C’est en 2009 qu’est posée la première pierre du nouveau bâtiment, qui ouvre ses portes en 2013. Et c’est peu de dire que le projet architectural est parfaitement adapté à l’esprit de la collection du FRAC. L’impératif des architectes, JaKob + MacFarlane (qui sont également à l’origine de la Cité de la Mode et du design) était d’intégrer le bâtiment historique datant des XVIII-XIXe siècles ; ils ont donc travaillé, avec un logiciel de morphing, autour du quadrillage (que l’on peut d’ailleurs voir apparaître sur le bâtiment) pour faire sortir de terre les 3 tours, les « Turbulences », qui donnent leur nom au lieu. Et l’ensemble est plutôt réussi, le futuriste cotoie l’ancien de manière assez harmonieuse.

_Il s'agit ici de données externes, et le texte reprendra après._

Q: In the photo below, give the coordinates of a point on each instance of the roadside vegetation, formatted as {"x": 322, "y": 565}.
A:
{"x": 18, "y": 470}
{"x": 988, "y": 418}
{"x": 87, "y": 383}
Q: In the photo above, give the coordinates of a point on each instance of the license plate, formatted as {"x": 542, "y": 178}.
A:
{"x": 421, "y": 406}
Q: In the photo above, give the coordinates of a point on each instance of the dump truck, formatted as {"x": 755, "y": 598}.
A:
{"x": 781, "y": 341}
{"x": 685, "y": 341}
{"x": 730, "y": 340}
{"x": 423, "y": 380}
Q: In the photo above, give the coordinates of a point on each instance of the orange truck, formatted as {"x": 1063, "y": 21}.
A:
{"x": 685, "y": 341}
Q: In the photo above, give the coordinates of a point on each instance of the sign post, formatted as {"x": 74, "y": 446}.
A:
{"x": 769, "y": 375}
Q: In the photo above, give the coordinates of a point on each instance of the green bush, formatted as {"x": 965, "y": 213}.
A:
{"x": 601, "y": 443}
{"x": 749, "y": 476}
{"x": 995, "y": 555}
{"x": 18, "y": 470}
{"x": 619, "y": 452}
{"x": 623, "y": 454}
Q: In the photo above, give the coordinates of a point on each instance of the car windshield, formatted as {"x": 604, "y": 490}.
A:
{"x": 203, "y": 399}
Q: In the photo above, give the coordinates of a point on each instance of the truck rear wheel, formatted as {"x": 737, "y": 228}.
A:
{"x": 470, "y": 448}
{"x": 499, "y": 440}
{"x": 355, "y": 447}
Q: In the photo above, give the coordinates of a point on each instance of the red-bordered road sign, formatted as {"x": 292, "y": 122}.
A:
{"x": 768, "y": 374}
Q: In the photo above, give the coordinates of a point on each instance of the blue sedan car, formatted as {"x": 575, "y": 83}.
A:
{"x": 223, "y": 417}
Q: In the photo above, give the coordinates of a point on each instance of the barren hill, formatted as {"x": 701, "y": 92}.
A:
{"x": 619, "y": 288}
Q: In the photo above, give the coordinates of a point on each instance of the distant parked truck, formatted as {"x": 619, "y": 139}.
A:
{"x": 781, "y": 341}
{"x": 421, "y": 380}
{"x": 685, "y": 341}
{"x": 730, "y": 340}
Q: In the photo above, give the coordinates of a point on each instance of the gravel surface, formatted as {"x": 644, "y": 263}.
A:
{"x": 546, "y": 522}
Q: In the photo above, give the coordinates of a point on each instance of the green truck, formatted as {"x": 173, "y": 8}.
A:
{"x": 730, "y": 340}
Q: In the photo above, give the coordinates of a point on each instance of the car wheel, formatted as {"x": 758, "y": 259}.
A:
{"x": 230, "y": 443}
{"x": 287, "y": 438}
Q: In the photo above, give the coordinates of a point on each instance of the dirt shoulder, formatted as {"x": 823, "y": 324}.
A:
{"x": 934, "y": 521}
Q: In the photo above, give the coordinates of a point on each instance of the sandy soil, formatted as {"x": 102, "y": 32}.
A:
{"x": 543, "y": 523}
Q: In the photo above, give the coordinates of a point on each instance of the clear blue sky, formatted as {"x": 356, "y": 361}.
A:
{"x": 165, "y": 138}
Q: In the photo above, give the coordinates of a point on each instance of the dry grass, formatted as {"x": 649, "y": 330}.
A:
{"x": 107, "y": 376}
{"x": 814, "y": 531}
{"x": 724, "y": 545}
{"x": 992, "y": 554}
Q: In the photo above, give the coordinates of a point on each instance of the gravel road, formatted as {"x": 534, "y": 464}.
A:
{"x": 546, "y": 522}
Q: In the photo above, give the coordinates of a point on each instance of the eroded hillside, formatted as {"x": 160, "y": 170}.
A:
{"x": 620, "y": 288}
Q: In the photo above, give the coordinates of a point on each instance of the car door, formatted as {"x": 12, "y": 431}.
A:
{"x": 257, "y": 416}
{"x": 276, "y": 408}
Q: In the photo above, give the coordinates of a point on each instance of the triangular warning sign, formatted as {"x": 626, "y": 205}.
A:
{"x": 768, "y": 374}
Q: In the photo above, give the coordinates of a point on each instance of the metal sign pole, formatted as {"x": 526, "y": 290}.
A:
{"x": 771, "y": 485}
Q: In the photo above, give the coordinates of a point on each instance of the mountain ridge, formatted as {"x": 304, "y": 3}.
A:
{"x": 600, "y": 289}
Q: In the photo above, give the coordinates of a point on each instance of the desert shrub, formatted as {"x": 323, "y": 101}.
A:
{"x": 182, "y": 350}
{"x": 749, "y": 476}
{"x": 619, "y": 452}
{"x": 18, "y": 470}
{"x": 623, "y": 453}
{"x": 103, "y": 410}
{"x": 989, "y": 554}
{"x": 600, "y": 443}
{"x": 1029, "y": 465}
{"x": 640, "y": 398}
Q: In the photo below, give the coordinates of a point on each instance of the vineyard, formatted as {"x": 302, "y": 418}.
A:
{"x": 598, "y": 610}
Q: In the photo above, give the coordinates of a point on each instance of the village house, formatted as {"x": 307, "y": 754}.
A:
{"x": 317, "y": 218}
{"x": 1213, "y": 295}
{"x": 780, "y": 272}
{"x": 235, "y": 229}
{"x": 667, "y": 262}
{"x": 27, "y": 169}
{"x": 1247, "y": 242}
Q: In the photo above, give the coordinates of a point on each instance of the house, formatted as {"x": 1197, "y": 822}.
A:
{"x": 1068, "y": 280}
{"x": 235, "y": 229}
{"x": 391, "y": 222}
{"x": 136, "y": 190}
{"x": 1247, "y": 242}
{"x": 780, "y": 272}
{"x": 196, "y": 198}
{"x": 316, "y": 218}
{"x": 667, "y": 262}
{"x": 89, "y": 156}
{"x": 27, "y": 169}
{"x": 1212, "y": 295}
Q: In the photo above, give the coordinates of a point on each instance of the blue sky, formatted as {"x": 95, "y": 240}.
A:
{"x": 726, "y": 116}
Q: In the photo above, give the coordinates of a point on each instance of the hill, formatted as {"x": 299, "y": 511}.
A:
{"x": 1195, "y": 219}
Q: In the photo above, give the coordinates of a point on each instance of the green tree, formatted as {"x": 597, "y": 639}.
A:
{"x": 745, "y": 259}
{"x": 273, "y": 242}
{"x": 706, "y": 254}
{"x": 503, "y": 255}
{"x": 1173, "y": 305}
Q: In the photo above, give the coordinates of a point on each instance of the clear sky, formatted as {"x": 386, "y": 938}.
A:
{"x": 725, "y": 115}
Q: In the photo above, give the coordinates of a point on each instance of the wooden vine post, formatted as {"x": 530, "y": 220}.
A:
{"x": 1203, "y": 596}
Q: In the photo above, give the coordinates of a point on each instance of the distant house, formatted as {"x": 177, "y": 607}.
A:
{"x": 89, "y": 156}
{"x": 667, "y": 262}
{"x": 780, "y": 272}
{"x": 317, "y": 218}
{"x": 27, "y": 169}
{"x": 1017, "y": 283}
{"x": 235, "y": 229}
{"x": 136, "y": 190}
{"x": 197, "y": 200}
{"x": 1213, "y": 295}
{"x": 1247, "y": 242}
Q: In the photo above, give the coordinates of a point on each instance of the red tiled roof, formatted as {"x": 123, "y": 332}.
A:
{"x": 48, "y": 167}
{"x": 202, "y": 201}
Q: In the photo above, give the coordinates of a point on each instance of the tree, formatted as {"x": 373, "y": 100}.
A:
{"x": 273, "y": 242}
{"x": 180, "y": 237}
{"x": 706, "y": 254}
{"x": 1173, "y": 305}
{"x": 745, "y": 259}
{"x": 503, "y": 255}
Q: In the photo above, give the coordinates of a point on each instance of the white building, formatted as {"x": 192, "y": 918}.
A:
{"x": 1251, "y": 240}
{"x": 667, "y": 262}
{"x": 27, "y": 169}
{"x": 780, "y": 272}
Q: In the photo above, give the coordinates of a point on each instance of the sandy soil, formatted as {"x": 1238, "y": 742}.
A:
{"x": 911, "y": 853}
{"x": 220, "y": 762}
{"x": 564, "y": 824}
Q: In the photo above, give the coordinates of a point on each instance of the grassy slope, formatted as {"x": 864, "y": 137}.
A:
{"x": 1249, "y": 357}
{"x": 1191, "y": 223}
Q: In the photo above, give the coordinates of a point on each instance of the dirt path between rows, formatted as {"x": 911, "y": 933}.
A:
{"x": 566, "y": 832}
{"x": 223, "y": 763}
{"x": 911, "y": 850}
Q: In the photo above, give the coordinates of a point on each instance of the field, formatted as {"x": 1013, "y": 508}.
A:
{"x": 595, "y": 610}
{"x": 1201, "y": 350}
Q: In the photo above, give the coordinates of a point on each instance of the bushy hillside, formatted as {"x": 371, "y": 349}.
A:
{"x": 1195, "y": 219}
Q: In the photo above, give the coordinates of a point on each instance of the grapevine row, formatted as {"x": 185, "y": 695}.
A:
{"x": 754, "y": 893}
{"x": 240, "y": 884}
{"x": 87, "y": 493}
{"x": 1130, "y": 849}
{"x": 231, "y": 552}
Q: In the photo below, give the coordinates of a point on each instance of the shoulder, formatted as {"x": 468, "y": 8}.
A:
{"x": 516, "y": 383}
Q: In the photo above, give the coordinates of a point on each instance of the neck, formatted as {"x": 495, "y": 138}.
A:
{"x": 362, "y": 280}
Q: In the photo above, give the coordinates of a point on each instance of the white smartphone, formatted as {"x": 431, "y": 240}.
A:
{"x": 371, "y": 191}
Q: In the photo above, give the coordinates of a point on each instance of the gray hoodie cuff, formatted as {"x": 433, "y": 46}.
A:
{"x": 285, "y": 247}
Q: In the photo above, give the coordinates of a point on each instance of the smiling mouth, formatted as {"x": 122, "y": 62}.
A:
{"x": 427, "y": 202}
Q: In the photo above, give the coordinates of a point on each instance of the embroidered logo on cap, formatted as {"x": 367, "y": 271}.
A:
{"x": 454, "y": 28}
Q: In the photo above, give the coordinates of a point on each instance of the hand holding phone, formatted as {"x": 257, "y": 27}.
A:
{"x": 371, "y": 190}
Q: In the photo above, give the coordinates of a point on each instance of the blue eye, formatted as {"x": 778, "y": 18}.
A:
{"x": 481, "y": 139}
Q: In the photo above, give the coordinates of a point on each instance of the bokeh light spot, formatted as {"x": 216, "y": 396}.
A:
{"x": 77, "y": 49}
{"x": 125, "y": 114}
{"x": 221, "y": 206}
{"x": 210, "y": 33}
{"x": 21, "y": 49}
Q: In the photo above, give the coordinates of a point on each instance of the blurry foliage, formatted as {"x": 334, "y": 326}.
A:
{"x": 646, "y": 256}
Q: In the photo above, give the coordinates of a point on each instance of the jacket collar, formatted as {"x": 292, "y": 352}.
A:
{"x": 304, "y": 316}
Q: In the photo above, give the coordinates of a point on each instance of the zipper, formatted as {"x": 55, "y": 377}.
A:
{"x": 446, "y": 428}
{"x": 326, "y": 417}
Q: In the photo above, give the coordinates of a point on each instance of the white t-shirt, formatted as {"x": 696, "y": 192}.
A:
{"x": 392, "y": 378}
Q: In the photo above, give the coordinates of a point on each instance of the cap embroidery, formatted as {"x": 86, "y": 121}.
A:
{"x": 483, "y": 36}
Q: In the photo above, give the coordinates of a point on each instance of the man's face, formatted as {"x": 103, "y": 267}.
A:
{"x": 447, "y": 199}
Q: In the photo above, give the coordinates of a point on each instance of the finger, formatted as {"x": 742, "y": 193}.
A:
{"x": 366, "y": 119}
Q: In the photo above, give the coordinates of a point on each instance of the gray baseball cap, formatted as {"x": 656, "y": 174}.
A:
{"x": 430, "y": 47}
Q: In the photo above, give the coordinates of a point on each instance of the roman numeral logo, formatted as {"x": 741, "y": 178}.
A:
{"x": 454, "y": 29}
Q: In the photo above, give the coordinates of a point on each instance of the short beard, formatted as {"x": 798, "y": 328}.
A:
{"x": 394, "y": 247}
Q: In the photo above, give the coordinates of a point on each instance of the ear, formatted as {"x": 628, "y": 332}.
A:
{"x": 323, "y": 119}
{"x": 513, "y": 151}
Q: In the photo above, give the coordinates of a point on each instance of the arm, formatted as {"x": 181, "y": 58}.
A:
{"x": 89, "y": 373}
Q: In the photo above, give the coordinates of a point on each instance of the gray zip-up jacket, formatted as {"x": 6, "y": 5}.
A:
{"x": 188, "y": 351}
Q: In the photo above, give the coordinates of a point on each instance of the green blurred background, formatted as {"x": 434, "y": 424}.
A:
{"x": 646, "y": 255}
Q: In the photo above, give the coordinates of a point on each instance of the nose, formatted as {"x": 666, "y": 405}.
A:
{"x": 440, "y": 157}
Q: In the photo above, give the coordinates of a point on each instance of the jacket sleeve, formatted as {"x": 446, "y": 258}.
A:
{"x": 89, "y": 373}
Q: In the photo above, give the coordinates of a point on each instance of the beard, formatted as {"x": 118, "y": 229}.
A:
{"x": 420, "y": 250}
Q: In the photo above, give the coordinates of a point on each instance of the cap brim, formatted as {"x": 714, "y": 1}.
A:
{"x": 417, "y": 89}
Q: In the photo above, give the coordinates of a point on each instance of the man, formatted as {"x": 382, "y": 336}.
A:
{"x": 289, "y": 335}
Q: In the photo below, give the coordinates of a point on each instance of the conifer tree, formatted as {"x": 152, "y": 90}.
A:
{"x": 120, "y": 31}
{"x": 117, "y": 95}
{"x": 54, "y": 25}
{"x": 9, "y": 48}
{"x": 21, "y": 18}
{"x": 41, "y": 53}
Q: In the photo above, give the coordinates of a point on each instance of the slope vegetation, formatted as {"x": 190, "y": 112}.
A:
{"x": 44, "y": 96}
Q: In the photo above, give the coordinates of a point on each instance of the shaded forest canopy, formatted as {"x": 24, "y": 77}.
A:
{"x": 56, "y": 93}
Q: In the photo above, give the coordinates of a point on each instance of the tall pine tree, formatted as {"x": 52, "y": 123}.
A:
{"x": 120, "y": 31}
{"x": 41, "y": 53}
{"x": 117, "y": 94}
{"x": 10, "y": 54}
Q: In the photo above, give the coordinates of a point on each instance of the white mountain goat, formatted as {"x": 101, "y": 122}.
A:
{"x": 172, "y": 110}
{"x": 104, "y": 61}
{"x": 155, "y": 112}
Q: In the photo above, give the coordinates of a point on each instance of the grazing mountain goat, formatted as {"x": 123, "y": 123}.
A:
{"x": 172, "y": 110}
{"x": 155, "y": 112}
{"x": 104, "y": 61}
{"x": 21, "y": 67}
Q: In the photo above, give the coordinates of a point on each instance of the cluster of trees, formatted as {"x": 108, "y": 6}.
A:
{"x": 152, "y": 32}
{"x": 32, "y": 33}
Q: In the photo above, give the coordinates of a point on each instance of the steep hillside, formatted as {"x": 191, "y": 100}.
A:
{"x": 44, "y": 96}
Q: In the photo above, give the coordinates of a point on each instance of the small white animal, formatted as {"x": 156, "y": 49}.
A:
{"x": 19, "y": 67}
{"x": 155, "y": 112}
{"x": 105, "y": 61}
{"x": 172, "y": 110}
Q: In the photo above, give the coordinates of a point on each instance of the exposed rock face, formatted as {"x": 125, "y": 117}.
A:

Quant au 1% artistique, il s’agit d’un travail sur le bâtiment lui-même : une « peau de lumière » qui habille l’ensemble suivant un scénario d’animation conçu par Electronic Shadow, et s’appelant « Résonance ».

Les collections permanentes

La galerie permanente propose, de manière thématique, un voyage à travers la création architecturale des années 50 à nos jours : des projets utopiques, mêlant art et architecture, et réfléchissant au rôle de l’architecte dans le monde et à la manière d’habiter l’espace — comment pourrions nous vivre demain ? Espaces en hauteurs, maisons nomades ou modulables, s’intégrant dans l’espace naturel… on ne peut qu’admirer l’imagination débordante de ces projets.

Exposition temporaire : « Allures »

Le but de cette exposition est de mettre en valeur la notion d' »allure » : ce qui est relatif et fragile, ce que l’on aperçoit à distance, reconnaissable mais imprécis. Le premier volet, visible jusqu’au 21 février, est consacré aux architectures fantomatiques. Au centre, l’oeuvre (G)HOST de Melik Ohanian, installation lumineuse qui joue sur la proximité entre « fantôme » (ghost) et « hôte » (host) : au milieu de ces fantômes tout en noir et blanc, le visiteur est bien l’hôte, invité à la promenade d’oeuvre en oeuvre par attirance plastique et visuelle. Invité, aussi, à imaginer une histoire : si les oeuvres sont pourvues d’un cartel d’identité, elles sont en revanche privées d’explications, pour mieux laisser le visiteur à la liberté de l’imagination. Collages, socles, maquettes blanches, mémoire… ici, le visiteur est invité à rêver !

Le travail le plus fascinant de cette exposition est certainement La Moglie di Lot de Superstudio, créé pour la biennale de Venise en 1978, qui interroge la mémoire et la ruine : il s’agit d’un manifeste sur l’architecture : le temps est aux bâtiments ce que l’eau est au sel. Partant de cette analogie, l’installation consiste à faire goutter de l’eau sur des bâtiments en sel, qui se désagrègent donc peu à peu, laissant apparaître un objet caché. L’idée ? Ne pas faire comme la femme de Lot, qui, se retournant sur le passé, est changée en statue de sel, mais au contraire aller de l’avant. Autre élément notable de l’exposition : la maquette du lycée où je travaille !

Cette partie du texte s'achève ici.